The basis of the Day of Action is to confront the inequities and injustices in global health and foster the movement for health equity that has been gathering momentum around the globe. Because many of the issues with health are man-made, there should also be human-centered solutions to the same problems. For more information on the aims of their program you can check out their website here.
Uganda Village Project was able to donate two boxes of condoms to the events on Kaaza and Serinyabi islands, providing access to condoms for more than 600 individuals. This is extremely important in an area where there is very little health access and the nearest clinic is a forty-five minute boat ride away - a ride that can cost up to 40,000 shillings for emergency trips. For fisher folk who live on the islands that cost is prohibitively expensive, and because of the physical and financial barriers to health services the fishing islands of Lake Victoria have some of the highest rates of maternal mortality in Uganda. Being so isolated from services, they also have very high rates of HIV, TB, and other preventable diseases that regular check-ups can diagnosis and provide treatment for.
Regular access to antiretroviral therapy (ART) is also a problem for many of the islanders that have HIV. The district officials come once a month to distribute the therapy, but the dates of each visit is not a consistent 30 days, and they only hand out a months supply each time. This leaves all HIV+ individuals missing 5 to 10 days of their treatment each month, which may have profound impacts on the future of HIV treatment on the islands. With each cycle of non-adherence the islanders are allowing the HIV in their body to adapt to the current regime they are given and become drug-resistant. If the HIV is then spread to a new individual it means that they will have to be on a completely different set of ARTs for the desired effects, which usually means a more costly treatment. By building a health center in a more proximal location it would allow the medications to arrive on a consistent basis, and keep a budding problem from emerging any further.

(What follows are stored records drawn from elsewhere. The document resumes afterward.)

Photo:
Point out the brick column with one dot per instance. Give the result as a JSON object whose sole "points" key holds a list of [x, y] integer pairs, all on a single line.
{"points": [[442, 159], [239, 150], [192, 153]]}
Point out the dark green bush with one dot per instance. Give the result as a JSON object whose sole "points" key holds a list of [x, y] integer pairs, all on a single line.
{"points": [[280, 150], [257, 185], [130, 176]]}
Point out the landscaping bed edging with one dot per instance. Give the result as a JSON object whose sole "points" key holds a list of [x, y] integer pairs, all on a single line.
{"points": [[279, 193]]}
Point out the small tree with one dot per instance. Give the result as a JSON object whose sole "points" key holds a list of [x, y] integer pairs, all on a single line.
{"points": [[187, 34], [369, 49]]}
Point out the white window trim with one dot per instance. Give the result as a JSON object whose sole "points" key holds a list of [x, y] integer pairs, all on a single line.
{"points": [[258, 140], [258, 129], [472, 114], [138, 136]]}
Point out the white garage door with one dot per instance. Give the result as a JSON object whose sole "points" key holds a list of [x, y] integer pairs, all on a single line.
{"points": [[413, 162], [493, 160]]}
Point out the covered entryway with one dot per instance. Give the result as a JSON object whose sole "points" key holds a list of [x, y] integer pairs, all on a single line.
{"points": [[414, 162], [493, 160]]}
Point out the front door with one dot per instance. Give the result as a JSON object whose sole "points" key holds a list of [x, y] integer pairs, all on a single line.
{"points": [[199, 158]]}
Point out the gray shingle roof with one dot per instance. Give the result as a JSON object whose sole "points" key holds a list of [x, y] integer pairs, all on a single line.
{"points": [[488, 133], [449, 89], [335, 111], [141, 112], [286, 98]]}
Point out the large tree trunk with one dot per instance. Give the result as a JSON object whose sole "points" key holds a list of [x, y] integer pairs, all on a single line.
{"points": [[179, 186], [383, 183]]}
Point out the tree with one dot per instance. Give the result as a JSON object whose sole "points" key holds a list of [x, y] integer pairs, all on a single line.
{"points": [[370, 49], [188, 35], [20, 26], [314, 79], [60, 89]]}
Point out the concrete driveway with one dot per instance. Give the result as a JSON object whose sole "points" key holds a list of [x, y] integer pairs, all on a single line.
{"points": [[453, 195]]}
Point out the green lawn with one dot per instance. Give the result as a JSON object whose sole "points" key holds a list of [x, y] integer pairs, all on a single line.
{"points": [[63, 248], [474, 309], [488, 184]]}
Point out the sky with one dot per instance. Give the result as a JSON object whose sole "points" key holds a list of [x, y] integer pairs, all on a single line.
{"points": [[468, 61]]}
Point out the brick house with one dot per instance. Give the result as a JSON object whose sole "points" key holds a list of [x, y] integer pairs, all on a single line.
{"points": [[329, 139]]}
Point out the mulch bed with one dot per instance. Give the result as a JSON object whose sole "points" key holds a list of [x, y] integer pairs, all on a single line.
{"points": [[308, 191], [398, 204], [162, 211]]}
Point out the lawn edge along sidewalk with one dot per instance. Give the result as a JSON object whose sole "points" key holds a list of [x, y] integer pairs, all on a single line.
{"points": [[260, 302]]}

Though a collaboration of Uganda Development and Health Associates, Mercy Clinic, Uganda Village Project and Global Health Corps (the organization that is sponsoring both Julius and I), we were able to test and counsel more than 350 people for HIV, provide ANC for expectant mothers, give immunizations to newborns, and have a great time getting to know the community and their lives. In addition to the health services provided, we gathered more than 1,600 signatures to request a health center be built in closer proximity to the island communities. Our days on the island were but a jumpstart to the momentum that needs to be built to motivate the local government to construct and fund a health center. It will not be an easy process, as the government of Uganda is already underfunded and over stretched, but it can be done. With the passionate voices and stories of all the amazing individuals we came to know in our short time on the islands, and in the Uganda in general, I have high hopes of a future for Uganda that includes the voices of such populations in determining healthcare choices and access.